The common sense of the user is that either the information on a website is free or it is not free. But "web APIs" have tried to blur this clear distinction. The information is free only if taken in small amounts. Consume too much, too fast and it is not free.
It is the Google model. Allow users to search public information on the web collected that Google collected for free from wesbites and has stored on its computers. But users may only query this public infromation in small amounts, and not "too fast". Otherwise users get blocked.
Now some websites might claim they need the ability to rate limit because if too many users started accessing their website at Googlebot speeds, the websites performance would degrade. But can Google make that claim? Is their infrastructure really that brittle? We are continually bombarded with PR that suggests Google is state of the art.
Is this really the era of "big data"? Users are restricted to very small data. The solution to any website performance being degraded by "too many" requests is to provide bulk data. For example, pjrc.org, where users can buy Teensy microcontrollers, makes the entire available as a tarball for users to download. The SEC traditionally provided bulk access to filings. There are countless other examples.
Is this really the age of Artificial Intelligence, Machine Learning, etc.? Teenagers and companies around the world build robots and the press gets excited. Yet websites block requests out of fear they are coming from "(ro)bots"? Is there something wrong with automation? (The majority of requests on the web are indeed from bots; using software to make requests, as Google and myriad other companies do, is far more efficient than manual typing, clicking, swiping and tapping.)
Summary: The "Web API" is nothing more than an another senseless urging for users to "sign up" to receive free information. Not every "Web API" user is an app developer submitting to an app store, nor are they necessary running a "competing" website. Everytime a website collects unnecessary "sign up" credentials it is one more unnecessary risk for the user that those credentials will be leaked.

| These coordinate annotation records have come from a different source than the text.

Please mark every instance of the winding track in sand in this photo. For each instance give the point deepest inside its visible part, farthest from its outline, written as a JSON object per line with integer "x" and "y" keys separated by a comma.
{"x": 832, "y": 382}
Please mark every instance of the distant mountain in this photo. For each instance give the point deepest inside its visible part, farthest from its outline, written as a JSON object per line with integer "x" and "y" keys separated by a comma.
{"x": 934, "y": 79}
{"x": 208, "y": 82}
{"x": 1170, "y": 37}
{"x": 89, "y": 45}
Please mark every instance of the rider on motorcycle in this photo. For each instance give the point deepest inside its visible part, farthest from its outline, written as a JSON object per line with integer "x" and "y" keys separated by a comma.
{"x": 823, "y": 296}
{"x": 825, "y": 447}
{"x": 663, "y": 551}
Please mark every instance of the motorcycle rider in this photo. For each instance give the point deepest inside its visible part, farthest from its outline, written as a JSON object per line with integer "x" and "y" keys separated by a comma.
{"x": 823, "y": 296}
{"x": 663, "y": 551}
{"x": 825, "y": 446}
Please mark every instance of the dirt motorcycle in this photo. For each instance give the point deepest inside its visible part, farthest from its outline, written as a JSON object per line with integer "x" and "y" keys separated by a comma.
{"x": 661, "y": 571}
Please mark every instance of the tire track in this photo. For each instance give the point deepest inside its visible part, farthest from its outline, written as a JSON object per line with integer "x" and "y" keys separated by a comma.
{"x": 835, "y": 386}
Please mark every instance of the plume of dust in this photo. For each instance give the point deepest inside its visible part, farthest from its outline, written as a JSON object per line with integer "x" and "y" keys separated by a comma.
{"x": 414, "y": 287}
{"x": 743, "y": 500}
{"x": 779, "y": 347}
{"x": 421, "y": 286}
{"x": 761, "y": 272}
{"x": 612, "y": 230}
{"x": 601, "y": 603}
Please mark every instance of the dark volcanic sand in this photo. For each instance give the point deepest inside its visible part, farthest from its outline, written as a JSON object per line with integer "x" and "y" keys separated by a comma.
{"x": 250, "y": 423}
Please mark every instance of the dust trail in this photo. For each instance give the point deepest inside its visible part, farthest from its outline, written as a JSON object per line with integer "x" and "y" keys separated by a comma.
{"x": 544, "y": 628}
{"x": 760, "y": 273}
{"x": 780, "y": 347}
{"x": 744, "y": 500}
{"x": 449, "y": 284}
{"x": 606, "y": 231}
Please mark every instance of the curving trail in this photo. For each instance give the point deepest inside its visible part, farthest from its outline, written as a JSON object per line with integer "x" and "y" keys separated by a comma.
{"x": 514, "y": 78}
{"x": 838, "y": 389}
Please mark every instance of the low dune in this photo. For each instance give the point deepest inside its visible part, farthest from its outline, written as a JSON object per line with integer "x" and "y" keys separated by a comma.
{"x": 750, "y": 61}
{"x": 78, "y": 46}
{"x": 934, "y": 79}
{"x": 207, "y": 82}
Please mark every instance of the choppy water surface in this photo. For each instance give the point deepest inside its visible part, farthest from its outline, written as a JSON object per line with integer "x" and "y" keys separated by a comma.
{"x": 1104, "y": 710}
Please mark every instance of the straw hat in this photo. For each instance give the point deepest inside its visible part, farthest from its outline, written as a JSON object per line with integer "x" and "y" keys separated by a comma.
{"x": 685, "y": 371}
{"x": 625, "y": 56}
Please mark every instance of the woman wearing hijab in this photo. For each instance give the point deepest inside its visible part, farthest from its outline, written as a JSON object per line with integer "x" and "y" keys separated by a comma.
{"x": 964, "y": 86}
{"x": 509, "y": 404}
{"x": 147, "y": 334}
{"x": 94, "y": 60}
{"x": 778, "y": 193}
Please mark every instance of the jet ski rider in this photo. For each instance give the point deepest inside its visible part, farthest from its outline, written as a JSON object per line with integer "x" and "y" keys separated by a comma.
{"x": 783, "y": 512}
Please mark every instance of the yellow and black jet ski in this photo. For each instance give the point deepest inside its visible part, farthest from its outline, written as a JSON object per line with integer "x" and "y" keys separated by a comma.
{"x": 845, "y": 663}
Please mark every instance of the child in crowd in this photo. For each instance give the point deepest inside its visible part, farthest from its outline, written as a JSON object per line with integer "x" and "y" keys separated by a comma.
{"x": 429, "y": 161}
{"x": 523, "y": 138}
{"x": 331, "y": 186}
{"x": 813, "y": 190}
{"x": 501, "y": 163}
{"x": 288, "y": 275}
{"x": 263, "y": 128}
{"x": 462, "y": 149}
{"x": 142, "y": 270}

As for rate-limiting usage of a provider’s services, that’s what the terms are for. They’re providing the infrastructure and direcly covering the costs. It is an agreement between you and them to abide by their rules for what fair access is. If you disagree, no one is forcing you to pay and/or use that service. You may use another service or even start your own if you feel you can provide a better service. What you can’t do, however, is expect that these services provide some minimum threshold of computation power, especially at their ditect cost. Not unless it’s in the agreement you signed with them.